The Commission on Judgement Debt has decided to subpoena the Economic and Organised Crime Office (EOCO) to answer whether it has given the clearance for the payment of GH¢780,000 compensation for the acquisition of the Adaklu-Abutia Game Reserve.
The land was acquired by a Legislative Instrument in 1975 to be made a game reserve.
The Attorney General’s Department subsequently instructed the payment of the GH¢780,000 to four families, two from Adaklu and two others from Abutia – for the acquisition of the land.
When the Director in charge of External Resource Mobilisation at the Ministry of Finance, Mr Kwadwo Awuah-Peasah, appeared before the commission last Tuesday, he said the government paid GH¢104,981 to the Adaklu and Abutia families in the 1970s and 1980s.
He said it was the revaluation of the remaining portion of the land in 2005 that had put the amount at GH¢780,000.
The letter for the payment of the compensation was dated December 18, 2009.
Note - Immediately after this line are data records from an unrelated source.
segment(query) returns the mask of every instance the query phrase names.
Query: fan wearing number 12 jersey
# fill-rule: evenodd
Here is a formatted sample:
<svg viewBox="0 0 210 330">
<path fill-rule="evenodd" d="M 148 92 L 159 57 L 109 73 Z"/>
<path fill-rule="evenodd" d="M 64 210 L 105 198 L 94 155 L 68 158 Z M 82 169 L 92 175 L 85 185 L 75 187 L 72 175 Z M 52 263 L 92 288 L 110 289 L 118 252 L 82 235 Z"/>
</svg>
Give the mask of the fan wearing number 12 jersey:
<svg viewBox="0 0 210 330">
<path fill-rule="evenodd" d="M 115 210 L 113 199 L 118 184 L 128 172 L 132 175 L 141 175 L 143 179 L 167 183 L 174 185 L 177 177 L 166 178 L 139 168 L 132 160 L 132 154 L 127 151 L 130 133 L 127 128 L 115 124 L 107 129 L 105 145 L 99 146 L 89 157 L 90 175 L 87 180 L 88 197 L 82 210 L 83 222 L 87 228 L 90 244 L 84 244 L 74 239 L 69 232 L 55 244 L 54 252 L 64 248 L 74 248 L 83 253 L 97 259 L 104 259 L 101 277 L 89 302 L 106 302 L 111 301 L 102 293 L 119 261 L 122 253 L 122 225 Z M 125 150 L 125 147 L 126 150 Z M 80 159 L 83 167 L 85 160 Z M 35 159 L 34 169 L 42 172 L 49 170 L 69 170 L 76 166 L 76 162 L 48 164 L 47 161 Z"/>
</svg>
However, Mr Awuah-Peasah said the then Serious Fraud Office (SFO), now EOCO, in a letter dated February 11, 2010, asked the Bank of Ghana (BoG) to suspend payment of that compensation because it was investigating aspects of the case.
He said he did not know whether the GH¢780,000 was paid to the four families or not.
The Sole Commissioner, Mr Justice Yaw Apau, therefore, said it was important for EOCO to appear before the commission “to help us clarify the issue.”
He said EOCO should state why it was investigating the payment of the compensation and whether it had given the go ahead for the whole compensation to be paid to the four families.
Retired police officers
A private legal practitioner, Mrs Margaret Yaa Ntiriwaa Achiampong, appeared before the commission in relation to the payment of compensation to police officers who were prematurely retired from the service in 1993.
Mrs Achiampong told the commission that she started the case in 1999 for her uncle, who was one of the retired officers.
She said seven other police officers joined in the case, and a judgment was given in their favour in 1999 and the compensation of GH¢32,400 paid to them in 2003.
Mrs Achiampong said she was the solicitor for another batch of 706 police officers, who were also retired prematurely from the service.
She said jugdement was given in their favour and they were paid GH¢36 million compensation.
Ghana Police Service
A legal officer at the Ghana Police Service, Mr Anthony Kokroko, told the commission that the police officers were retired at age 50 and 55 instead of 60.
He said the retired officers were given judgement in default, and indicated that the state could get some mitigating factors if the Attorney General had pursued the case.
That, he said, was because some of the retired police officers were paid off.